Louis Brandeis said it best, "A little sunlight is the best disinfectant"
Information wants to be classified.

Steven Aftergood, in his outstanding Secrecy News, reports that the annual number of decisions by the U.S. Government to stamp stuff CLASSIFIED has increased by 75 percent since Bush took office. Nine million classification decisions were made in 2001; 11 million in '02; 14 million in '03; and a whopping16 million documents, dossiers, etc. were made secret last year. To be fair, Aftergood quotes a guy noting that we did start two wars and create a whole new Homeland Security Department during this period: "[I]t cannot be said conclusively from these data that the increase ... was due solely or even substantially to the phenomenon of 'over-classification'," says William Leonard, director of the Information Security Oversight Office (a.k.a. -- in this blogspace anyway -- The Office of Job Security).
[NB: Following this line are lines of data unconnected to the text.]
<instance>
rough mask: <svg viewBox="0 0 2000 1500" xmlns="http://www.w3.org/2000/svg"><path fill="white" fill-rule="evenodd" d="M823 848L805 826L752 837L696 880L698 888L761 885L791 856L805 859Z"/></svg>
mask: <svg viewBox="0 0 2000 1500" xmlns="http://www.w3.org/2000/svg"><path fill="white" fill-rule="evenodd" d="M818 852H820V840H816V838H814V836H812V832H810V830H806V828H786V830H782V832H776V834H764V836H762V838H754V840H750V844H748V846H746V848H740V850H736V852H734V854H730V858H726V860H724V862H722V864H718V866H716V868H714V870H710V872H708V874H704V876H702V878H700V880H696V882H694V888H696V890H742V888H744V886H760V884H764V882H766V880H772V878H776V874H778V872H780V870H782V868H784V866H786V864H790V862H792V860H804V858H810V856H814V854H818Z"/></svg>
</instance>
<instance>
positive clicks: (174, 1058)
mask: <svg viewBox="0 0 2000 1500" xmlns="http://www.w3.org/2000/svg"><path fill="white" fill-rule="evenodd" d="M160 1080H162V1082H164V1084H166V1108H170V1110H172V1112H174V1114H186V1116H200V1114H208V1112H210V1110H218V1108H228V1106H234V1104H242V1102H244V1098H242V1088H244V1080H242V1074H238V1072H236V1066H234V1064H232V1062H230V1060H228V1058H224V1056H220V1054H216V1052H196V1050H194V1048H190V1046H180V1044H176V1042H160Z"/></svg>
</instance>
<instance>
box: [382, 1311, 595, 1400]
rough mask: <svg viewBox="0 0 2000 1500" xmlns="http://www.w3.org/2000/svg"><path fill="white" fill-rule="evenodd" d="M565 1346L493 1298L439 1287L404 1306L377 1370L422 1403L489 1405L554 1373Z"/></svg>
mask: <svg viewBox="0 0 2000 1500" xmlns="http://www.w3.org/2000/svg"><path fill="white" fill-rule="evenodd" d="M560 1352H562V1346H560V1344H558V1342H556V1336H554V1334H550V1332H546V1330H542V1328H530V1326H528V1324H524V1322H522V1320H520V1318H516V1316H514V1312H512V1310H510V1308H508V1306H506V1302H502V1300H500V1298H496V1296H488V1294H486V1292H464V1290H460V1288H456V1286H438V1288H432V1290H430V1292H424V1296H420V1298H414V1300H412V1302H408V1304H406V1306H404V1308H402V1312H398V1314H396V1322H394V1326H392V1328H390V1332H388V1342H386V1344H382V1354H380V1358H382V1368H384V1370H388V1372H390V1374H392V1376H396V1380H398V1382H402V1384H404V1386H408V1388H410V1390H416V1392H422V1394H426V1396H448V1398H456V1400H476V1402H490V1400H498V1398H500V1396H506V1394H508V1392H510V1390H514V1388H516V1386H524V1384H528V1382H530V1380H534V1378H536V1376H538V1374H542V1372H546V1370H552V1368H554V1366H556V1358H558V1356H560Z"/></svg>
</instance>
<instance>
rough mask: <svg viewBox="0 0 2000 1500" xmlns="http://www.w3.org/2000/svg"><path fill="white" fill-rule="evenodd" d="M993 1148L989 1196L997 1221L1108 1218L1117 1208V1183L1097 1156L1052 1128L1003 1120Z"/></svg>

However, as Aftergood sharply points out: A different set of questions was left unasked and unanswered in this account: Did excessive classification activity leave the nation needlessly unprepared for the attacks of September 11? Did excessive secrecy prematurely foreclose debate on the best way to constrain Iraqi WMD programs and confront Saddam Hussein? Has secrecy inhibited accountability for violations of human rights norms? Also in this edition of SN, tax breaks for spies.